Mars 24
Receiving a three-year award from the Marcus and Amalia Wallenberg foundation!
In late 2018 the former EU Trade Commissioner Cecilia Malmström and I founded the IYTT to promote a democracy movement among 18- to 24-year-olds in Europe, to stand up for the values of an open democratic society. By open calls, young people are invited to apply for annual week-long IYCs-International Youth Conferences. The conferences are structured and moderated to ensure informed, equal, emancipatory, and goal-oriented discussions among the youth. Decision makers, high-profile professionals, and scholars are invited as lecturers and commentators for mutual inspiration and learning.
Within the inaugural IYC2019 at the Swedish Exhibition Center in Gothenburg, 31 young people selected from 199 applicants from 31 countries participated. IYC2020 was supposed to have been held at Visual Arena Lindholmen in Gothenburg but was turned to Zoom due to Corona and included 24 participants who were selected from 218 applicants from 38 countries. After the conferences are participants welcomed to stay engaged in the think tank as Youth Fellows.
Conference applicants who are not among the selected few for the conferences, are welcomed to engage by being part of the IYTT European Youth Network, and the IYTT European Youth Panel, which today include 139 respectively 124 individuals from 28 countries.
The task of the conferences is to single out challenges for the open democratic society and to develop policy proposals for dealing with the challenges. After the conferences, the proposals are developed in the “IYTT Bottom-Up Policy Advise Loop”. Through the loop the Youth Fellows learn and develop their policy proposals by open deliberations with decision makers, scholars, peers in the IYTT European Youth Panel, and laymen.
Commissioned research overviews reveal the state of knowledge with relevance to the policy proposals. In dialogue with the commissioned scholars, the Youth Fellows contribute to the focus, delimitation, and reporting of the research overviews in the form of working papers.
Based on the working papers, the Youth Fellows develop their original policy proposals into draft policy briefs. Embedding the core ideas of the policy drafts in another layer, we then bring in additional ideas from the IYTT European Youth Panel. To finally give the proposals a broader popular embeddedness, the Youth Fellows organize local study circles around Europe to which laymen and peers are invited to discuss the proposals of the policy briefs drafts. The ending result is policy briefs which are published on the IYTT’s website and presented in open seminars and the (upcoming) IYTT podcast.
The first policy advise loop is currently running. American postdoc Jon Geib addresses one of the policy proposals from IYC2019: “Reviving the Democratic Tree. Enhancing Participation and Accountability of our Leaders”, focusing the proposal’s ideas on promoting participation through local assemblies and on promoting accountability through national civic committees.

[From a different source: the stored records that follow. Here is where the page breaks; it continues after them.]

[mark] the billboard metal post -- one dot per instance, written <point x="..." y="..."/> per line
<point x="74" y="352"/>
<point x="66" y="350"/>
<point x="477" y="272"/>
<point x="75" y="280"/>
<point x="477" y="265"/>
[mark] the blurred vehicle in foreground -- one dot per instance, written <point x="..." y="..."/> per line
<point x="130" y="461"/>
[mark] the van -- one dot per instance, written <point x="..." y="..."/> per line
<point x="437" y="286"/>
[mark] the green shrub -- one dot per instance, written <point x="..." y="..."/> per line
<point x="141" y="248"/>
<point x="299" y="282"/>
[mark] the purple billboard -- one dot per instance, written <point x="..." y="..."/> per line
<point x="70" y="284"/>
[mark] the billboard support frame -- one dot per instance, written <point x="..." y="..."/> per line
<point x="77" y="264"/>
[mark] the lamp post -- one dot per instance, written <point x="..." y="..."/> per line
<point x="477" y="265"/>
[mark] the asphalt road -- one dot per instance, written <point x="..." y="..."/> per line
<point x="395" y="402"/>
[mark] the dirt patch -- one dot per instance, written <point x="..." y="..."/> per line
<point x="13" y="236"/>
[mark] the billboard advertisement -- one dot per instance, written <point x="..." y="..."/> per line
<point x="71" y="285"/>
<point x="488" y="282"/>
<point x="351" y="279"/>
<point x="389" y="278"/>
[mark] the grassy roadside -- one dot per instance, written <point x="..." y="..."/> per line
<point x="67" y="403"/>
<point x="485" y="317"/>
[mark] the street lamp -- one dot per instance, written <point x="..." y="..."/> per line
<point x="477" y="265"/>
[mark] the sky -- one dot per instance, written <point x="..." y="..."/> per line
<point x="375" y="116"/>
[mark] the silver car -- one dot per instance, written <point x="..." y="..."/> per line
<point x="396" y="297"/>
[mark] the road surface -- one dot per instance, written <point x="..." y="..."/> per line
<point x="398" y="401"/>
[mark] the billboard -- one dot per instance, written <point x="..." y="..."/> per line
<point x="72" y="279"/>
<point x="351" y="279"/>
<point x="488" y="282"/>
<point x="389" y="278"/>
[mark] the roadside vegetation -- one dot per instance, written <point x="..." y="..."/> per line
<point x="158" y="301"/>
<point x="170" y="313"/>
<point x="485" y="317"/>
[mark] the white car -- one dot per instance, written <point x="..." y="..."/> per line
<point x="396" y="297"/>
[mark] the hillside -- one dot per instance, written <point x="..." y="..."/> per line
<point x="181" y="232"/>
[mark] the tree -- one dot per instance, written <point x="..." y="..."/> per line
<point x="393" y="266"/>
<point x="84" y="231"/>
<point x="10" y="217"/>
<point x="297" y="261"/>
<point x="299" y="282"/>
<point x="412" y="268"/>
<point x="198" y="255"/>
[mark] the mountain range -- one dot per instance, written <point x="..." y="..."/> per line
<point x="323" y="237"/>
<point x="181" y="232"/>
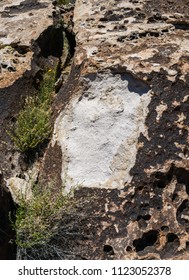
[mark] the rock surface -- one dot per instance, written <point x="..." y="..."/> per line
<point x="25" y="27"/>
<point x="123" y="131"/>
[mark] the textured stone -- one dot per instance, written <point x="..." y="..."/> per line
<point x="21" y="22"/>
<point x="128" y="150"/>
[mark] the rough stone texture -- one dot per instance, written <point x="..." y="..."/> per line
<point x="107" y="128"/>
<point x="27" y="38"/>
<point x="21" y="22"/>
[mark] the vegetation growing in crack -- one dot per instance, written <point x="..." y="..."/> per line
<point x="33" y="122"/>
<point x="37" y="218"/>
<point x="65" y="2"/>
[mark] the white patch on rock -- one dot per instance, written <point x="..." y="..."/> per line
<point x="98" y="133"/>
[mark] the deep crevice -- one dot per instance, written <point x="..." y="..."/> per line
<point x="148" y="239"/>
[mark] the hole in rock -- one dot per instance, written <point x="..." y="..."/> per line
<point x="165" y="228"/>
<point x="145" y="217"/>
<point x="183" y="177"/>
<point x="171" y="237"/>
<point x="108" y="249"/>
<point x="129" y="249"/>
<point x="148" y="239"/>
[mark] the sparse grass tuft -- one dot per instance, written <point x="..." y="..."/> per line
<point x="37" y="218"/>
<point x="33" y="122"/>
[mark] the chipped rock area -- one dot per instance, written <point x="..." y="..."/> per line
<point x="26" y="29"/>
<point x="21" y="22"/>
<point x="98" y="131"/>
<point x="127" y="147"/>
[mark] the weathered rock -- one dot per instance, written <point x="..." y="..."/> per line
<point x="29" y="36"/>
<point x="21" y="22"/>
<point x="123" y="131"/>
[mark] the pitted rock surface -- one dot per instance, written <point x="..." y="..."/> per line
<point x="145" y="215"/>
<point x="21" y="22"/>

A second policy advise loop has recently started. British research fellow Joshua Habgood-Coote will address one of the policy proposals from IYC2020: “A Global Charter for Truth”, focusing the proposal’s ideas on internationally granted journalistic immunity, trademarking to hold companies accountable for the information they distribute, and clarification and transparency on the data ownership as well as de-commodification of users by tech companies.
In the light of the above, the recently awarded grant from the Marcus and Amalia Wallenberg Foundation covering the three-year period 2021–2023, comes as a very welcome and timely acknowledgement of our efforts and early achievements, and provides stability and requirements to realize the full potential of the IYTT.
That the dynamic Lindholmen Science Park has invited us lends further strength to the coming years’ developments of activities and events. Since bringing together business, public interests, and academia to create an inspiring and future arena with an international outlook, in its core structure and activities, Lindholmen Science Park will be an ideal place for IYTT to thrive.
We will soon open the call for IYC2021 which will run from November 22 thru 25, and in early fall we plan to inaugurate tri-weekly public lunch events at Lindholmen.